Please click on the link above for the full original story in TIME. The photographer, who says that he still has found new clues about who the victims of the collapse of the factory were or whether the relationship between them was anything more than chance proximity as the building buried them alive, writes in part:
I spent the entire day the building collapsed on the scene, watching as injured garment workers were being rescued from the rubble. I remember the frightened eyes of relatives — I was exhausted both mentally and physically. Around 2 a.m., I found a couple embracing each other in the rubble. The lower parts of their bodies were buried under the concrete. The blood from the eyes of the man ran like a tear. When I saw the couple, I couldn’t believe it. I felt like I knew them — they felt very close to me. I looked at who they were in their last moments as they stood together and tried to save each other — to save their beloved lives.
Every time I look back to this photo, I feel uncomfortable — it haunts me. It’s as if they are saying to me, we are not a number — not only cheap labor and cheap lives. We are human beings like you. Our life is precious like yours, and our dreams are precious too.
When our corporations send jobs overseas to rickety factories like this, cutting costs and skirting regulations so that they can have much higher profits and we can have slightly cheaper clothes, this carnage is part of the cost. But that may not be enough for some readers, so let me pick at your enlightened self-interest.
When people overseas see the economic system that we impose on the rest of the world leading to this sort of result, the treatment of “human capital” as disposable — after all, there are plenty of other unemployed Bangladeshis who will take the next factory job like this out of economic desperation — when it would not be so hard to built factories up to (dare I say?) western standards that would not bury these people like this. They could have building codes — in fact, we could demand it of them. They could allow their workers to grieve against such things as bad working conditions without reprisal — in fact, we could demand it of them. But we don’t.

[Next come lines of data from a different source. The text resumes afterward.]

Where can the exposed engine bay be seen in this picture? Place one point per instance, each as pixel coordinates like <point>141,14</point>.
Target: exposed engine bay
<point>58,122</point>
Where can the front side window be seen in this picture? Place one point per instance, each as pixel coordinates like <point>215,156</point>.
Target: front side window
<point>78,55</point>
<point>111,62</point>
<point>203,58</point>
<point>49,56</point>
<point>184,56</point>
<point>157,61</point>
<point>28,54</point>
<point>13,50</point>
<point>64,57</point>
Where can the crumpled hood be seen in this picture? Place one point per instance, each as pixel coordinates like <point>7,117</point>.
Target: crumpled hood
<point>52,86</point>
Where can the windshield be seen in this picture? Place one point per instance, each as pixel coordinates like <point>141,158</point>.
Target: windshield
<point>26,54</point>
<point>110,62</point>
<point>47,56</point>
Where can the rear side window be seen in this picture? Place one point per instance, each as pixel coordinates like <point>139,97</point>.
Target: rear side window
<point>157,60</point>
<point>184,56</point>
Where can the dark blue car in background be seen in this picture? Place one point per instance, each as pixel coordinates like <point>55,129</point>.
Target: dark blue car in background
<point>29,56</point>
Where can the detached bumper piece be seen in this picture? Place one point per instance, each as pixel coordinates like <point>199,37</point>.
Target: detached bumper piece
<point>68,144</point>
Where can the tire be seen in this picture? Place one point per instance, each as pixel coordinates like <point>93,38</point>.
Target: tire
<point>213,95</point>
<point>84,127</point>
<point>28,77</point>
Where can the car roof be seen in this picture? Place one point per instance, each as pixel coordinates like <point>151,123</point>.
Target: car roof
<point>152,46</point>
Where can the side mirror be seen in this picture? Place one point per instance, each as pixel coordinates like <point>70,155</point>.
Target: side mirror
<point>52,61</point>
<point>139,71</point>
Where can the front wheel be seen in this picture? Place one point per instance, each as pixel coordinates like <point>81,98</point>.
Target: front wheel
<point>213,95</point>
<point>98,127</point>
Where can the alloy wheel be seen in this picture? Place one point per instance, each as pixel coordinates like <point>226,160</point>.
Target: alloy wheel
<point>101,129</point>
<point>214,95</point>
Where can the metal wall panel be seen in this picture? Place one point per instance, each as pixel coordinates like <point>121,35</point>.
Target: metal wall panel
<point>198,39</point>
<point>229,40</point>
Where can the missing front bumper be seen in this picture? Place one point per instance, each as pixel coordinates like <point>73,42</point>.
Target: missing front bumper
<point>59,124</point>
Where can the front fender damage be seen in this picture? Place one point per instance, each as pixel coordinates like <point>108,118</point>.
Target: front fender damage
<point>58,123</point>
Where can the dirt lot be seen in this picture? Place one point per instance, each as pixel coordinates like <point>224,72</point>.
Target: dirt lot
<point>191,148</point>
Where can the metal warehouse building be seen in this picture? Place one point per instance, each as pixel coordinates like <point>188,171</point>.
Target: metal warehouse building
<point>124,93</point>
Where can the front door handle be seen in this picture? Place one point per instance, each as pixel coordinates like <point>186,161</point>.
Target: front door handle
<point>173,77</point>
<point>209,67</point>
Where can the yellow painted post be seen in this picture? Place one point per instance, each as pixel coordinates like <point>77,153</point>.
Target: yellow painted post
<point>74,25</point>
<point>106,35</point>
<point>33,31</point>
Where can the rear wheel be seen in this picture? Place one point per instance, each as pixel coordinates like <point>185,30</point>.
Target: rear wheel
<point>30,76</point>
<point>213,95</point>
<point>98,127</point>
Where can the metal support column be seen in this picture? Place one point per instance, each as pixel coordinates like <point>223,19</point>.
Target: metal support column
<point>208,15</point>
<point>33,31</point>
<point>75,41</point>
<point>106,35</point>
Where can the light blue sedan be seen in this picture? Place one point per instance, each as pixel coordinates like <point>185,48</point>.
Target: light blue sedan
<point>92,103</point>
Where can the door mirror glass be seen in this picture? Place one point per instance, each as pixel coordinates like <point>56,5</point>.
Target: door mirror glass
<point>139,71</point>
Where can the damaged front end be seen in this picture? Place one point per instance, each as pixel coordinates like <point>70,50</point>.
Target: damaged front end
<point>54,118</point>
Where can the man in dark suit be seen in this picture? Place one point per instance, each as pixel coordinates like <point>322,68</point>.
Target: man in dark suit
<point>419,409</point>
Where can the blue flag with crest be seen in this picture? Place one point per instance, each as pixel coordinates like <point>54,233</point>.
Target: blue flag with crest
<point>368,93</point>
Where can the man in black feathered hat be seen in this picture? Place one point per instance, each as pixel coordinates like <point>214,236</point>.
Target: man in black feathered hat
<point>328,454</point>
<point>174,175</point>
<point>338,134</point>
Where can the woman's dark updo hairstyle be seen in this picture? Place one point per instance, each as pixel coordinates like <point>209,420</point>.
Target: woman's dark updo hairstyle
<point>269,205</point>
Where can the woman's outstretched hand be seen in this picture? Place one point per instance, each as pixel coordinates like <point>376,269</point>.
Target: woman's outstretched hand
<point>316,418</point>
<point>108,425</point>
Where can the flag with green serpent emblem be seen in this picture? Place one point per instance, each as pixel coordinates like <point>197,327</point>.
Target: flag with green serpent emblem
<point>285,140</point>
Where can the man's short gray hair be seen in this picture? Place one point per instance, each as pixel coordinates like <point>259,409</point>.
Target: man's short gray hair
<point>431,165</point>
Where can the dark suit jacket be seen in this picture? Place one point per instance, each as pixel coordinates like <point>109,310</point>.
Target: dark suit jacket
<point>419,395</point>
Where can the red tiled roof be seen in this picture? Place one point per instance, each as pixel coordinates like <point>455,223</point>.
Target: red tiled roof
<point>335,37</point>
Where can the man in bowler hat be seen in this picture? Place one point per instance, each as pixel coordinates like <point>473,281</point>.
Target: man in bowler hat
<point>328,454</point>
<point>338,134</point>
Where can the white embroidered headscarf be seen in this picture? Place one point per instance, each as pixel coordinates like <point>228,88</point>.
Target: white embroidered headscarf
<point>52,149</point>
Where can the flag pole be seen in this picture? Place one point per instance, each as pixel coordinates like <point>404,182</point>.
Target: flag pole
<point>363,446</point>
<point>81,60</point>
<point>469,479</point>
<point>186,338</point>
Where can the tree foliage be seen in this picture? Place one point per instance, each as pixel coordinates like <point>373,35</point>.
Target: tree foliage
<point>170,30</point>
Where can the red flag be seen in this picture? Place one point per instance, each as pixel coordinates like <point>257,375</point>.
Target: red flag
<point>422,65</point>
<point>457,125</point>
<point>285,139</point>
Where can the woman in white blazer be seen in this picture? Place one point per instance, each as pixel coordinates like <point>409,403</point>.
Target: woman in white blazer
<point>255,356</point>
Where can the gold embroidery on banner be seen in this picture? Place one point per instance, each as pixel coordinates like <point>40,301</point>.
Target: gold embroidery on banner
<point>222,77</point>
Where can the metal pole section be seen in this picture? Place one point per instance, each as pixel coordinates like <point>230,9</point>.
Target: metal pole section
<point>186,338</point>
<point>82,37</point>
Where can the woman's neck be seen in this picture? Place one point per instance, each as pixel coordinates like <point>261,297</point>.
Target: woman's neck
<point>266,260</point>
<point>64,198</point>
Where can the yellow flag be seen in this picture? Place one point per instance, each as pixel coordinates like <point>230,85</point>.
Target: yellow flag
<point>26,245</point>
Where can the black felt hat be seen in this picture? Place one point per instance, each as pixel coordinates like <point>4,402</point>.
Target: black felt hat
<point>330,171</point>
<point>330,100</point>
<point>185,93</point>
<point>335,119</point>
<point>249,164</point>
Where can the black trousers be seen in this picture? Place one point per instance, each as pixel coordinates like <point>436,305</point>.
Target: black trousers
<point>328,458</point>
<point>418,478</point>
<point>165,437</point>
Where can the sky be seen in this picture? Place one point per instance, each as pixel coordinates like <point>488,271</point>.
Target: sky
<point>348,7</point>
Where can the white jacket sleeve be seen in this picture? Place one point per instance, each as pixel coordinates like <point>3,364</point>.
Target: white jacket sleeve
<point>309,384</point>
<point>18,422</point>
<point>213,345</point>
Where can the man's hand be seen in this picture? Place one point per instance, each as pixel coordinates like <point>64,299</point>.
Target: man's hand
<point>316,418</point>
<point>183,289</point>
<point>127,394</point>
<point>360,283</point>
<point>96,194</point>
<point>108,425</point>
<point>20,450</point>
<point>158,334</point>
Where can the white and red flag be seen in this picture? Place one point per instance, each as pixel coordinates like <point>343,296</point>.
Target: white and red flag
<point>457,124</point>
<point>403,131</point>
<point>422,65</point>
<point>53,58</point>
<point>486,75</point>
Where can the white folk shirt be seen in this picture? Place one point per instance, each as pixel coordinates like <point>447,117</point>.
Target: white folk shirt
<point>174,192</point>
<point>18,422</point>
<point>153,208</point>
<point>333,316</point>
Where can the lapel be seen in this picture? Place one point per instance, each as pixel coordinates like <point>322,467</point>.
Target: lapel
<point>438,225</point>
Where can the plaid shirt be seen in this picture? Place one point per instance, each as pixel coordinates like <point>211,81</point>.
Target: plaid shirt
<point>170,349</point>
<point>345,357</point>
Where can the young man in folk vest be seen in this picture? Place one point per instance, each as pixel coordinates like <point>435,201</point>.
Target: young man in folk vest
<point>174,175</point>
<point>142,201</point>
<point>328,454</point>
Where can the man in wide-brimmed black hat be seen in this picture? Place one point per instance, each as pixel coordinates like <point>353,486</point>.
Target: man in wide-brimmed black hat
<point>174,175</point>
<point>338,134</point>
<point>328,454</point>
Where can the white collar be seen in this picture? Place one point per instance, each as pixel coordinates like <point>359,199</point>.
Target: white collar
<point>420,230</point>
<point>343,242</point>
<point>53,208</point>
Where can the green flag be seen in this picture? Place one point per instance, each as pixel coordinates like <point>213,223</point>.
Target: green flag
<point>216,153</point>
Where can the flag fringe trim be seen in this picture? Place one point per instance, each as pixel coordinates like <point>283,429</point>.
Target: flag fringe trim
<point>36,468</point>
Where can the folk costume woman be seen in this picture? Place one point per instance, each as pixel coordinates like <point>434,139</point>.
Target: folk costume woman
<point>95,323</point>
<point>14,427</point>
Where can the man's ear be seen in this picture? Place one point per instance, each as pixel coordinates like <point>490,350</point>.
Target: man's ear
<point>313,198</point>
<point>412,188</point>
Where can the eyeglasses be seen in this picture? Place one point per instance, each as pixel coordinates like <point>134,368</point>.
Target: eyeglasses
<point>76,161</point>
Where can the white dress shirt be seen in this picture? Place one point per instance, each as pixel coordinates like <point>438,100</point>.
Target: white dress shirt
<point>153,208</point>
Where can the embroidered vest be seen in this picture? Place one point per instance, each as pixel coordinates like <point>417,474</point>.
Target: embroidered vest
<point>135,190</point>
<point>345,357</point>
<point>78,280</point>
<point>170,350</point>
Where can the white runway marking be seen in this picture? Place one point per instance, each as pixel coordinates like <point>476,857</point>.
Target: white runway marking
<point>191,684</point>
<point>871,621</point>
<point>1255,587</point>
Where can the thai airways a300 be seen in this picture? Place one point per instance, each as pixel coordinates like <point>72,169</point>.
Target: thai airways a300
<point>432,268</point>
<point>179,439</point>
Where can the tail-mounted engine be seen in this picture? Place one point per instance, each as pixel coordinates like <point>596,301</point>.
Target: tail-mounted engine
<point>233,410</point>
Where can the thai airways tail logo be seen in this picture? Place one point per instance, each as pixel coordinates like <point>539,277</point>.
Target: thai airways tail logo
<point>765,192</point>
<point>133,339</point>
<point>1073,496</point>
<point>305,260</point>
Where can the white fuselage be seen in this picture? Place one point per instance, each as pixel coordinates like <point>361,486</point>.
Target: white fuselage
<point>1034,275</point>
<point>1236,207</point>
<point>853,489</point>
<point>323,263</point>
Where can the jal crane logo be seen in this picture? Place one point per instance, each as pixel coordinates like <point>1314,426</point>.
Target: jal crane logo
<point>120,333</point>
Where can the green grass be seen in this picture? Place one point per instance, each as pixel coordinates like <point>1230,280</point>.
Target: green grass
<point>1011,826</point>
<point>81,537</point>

People overseas (and many right here at home) see our society as seeing their citisens as disposable. They don’t like it. It makes them less likely to become our friends. They are more likely than otherwise, in fact, to become our enemies. If something like this happened despite our best efforts, it would be one thing — but we’re not even in the same galaxy as giving “our best efforts.” They’re cheap labor — and rather than pressing for change we tend to do what we can to prevent them from rising from “cheap” to merely “inexpensive.”
You can take it seriously, or not. They take it seriously — and if we care what the rest of the world thinks of us, given that they can side with us or our enemies in the future, so should we.
(And yes, I do recognize that, to a lesser extent, I could be writing about Texas instead of Bangladesh.)